Eugenio Finardi dedica un brano, Zerbo, al Festival del proletariato giovanile. Lo fa raccontando la sua indimenticabile atmosfera e le contraddizioni esplose nell’ultima, travagliata edizione, passando in rassegna le varie annate e i suoi protagonisti.
“Ma all’ora del ’76 il mito era crollato
Perso nei calci ad un pollo surgelato
Forse sono cambiato o solo un po’ cresciuto
Ma nella Musica Ribelle io c’ho comunque creduto”

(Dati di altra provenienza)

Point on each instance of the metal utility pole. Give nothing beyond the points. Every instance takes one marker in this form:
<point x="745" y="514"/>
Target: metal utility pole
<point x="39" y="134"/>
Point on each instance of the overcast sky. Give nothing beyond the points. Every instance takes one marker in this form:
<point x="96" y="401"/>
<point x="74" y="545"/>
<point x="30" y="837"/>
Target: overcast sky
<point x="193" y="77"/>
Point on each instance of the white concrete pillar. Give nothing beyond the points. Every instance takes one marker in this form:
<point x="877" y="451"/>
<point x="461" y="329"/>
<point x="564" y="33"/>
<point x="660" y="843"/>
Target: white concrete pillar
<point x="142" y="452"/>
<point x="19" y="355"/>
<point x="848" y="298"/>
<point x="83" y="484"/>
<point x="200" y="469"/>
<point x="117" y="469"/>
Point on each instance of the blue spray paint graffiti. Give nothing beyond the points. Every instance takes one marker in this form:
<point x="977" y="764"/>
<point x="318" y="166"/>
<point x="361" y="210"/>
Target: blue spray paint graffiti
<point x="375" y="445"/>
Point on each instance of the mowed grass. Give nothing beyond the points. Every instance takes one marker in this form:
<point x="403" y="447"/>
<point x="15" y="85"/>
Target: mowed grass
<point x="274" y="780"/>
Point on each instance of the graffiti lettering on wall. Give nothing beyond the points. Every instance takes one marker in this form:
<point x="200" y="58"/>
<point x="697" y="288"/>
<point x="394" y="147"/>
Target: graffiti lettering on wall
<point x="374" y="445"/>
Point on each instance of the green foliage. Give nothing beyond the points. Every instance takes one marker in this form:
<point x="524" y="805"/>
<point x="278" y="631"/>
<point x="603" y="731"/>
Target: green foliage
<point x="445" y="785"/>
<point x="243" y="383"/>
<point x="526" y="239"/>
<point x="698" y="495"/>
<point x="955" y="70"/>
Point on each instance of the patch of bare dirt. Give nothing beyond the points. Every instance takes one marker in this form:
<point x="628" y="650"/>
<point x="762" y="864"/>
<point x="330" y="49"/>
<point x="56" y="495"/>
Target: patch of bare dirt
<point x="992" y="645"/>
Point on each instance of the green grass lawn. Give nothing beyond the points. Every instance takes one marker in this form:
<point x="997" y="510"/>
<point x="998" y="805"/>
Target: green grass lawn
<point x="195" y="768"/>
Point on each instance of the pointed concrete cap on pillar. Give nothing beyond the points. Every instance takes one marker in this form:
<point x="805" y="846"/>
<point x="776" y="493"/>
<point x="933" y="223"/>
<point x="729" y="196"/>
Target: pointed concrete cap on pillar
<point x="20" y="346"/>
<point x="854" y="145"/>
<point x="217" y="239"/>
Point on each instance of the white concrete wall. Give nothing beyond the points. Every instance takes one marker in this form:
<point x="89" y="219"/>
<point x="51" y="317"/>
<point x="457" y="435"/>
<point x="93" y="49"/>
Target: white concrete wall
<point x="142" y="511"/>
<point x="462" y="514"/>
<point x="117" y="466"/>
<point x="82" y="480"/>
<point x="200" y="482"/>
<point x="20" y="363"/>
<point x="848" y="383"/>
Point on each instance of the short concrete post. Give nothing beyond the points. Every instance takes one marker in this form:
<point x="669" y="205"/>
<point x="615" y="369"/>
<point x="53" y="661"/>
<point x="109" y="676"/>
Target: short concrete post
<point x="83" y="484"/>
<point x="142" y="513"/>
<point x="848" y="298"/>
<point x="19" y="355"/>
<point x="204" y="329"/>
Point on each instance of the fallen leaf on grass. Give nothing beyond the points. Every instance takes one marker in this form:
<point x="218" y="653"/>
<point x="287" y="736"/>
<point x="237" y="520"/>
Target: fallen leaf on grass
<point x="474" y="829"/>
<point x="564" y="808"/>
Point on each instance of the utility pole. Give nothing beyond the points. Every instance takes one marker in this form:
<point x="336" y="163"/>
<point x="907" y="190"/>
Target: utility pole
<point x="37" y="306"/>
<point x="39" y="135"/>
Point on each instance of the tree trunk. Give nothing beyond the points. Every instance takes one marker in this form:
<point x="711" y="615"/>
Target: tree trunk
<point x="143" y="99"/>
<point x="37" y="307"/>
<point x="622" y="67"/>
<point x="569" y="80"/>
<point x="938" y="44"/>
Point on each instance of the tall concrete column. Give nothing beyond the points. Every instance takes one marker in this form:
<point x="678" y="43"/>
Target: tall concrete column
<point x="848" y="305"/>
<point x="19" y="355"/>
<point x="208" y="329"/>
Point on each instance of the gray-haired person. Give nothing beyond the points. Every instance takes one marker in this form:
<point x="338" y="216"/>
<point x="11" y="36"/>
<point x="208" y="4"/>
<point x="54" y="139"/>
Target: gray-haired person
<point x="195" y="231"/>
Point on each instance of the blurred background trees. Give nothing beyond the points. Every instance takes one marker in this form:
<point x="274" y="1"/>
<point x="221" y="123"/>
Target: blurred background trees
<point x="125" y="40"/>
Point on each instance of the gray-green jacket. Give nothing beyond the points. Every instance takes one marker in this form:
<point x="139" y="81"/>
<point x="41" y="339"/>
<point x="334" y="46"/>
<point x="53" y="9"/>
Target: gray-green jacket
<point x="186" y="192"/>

La chiusura della manifestazione |
Dopo i disordini di Parco Lambro ’76 il Festival chiude i battenti. L’utopia era ormai diventata impotenza, la gioia del cambiamento rabbia sociale, e da lì a poco sarebbe diventata nichilismo, con il totale riassorbimento delle istanze dei ragazzi in quella società dei consumi che avevano combattuto con ogni mezzo. Estremamente amare e perentorie le parole a commento dell’ultimo Festival Pop nel numero di Re Nudo del settembre successivo:
“Non ci potevano essere le condizioni per coinvolgere 100.000 persone in una proposta creativa. Era inevitabile che emergesse in modo netto la miseria della realtà quotidiana che tutti portiamo dentro”.